SGDClassifier implements linear classification (SVM or logistic regression) using stochastic gradient descent. It supports both binary and multiclass classification via a one-vs-rest strategy.

Constructor

import { SGDClassifier } from "bun-scikit";

const model = new SGDClassifier(options);

Parameters

options
SGDClassifierOptions
default:"{}"
Configuration options for the model

Methods

fit

fit(X: Matrix, y: Vector, sampleWeight?: Vector): this
Fit the SGD classifier using training data.
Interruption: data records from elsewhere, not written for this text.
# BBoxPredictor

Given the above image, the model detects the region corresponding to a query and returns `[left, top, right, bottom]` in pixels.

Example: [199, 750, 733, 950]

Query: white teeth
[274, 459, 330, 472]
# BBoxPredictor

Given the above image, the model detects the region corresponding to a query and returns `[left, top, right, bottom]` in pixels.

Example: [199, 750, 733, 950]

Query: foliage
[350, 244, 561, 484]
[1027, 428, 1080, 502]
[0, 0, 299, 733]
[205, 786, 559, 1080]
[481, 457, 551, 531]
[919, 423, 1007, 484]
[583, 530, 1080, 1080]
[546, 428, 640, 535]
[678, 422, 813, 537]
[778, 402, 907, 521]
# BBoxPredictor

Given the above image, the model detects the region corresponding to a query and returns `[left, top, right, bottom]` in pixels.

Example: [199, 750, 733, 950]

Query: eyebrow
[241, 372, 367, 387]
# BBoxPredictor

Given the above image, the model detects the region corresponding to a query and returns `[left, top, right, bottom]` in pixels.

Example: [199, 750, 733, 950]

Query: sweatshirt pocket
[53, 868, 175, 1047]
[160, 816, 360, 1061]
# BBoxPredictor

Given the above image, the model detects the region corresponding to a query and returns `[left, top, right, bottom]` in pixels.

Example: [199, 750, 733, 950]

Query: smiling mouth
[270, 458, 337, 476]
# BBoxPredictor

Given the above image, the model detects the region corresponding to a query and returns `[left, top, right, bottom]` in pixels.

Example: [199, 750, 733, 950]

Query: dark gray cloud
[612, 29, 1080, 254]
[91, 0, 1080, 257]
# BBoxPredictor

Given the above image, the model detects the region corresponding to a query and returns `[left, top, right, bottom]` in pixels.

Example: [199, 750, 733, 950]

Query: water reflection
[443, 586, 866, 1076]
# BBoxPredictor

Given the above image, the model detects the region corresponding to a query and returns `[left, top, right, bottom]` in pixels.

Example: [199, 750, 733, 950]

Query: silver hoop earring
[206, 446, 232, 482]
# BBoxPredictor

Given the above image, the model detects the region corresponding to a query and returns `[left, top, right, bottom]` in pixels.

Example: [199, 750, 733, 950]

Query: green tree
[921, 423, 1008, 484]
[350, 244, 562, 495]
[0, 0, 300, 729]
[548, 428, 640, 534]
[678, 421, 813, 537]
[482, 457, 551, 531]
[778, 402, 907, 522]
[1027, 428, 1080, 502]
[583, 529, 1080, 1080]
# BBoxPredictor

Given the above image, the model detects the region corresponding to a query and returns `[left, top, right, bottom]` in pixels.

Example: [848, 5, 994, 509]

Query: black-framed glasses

Example:
const X = [[-3], [-2], [-1], [1], [2], [3]];
const y = [0, 0, 0, 1, 1, 1];

const model = new SGDClassifier({
  loss: "hinge",
  learningRate: 0.1,
  maxIter: 8_000,
  tolerance: 1e-7,
  l2: 0.001,
});
model.fit(X, y);

predict

predict(X: Matrix): Vector
Predict class labels for samples. Example:
const predictions = model.predict([[-0.2], [0.2]]);
console.log(predictions); // [0, 1]

predictProba

predictProba(X: Matrix): Matrix
Predict class probabilities for samples. Only available when loss='log_loss'. Example:
const model = new SGDClassifier({ loss: "log_loss" });
model.fit(X, y);

const proba = model.predictProba([[1.5], [4.5]]);
console.log(proba[0][1]); // P(class=1) for first sample

score

score(X: Matrix, y: Vector): number
Return the mean accuracy on the test data.

Attributes

coef_
Vector | Matrix
Weights assigned to features
intercept_
number | Vector
Intercept (bias) term
classes_
Vector
Unique class labels

Complete Example

import { SGDClassifier } from "bun-scikit";

// SVM-style classification
const X = [[-3], [-2], [-1], [1], [2], [3]];
const y = [0, 0, 0, 1, 1, 1];

const svm = new SGDClassifier({
  loss: "hinge",
  learningRate: 0.1,
  maxIter: 8_000,
  tolerance: 1e-7,
  l2: 0.001,
});
svm.fit(X, y);

console.log("Accuracy:", svm.score(X, y)); // >0.99
console.log("Predictions:", svm.predict([[-0.2], [0.2]])); // [0, 1]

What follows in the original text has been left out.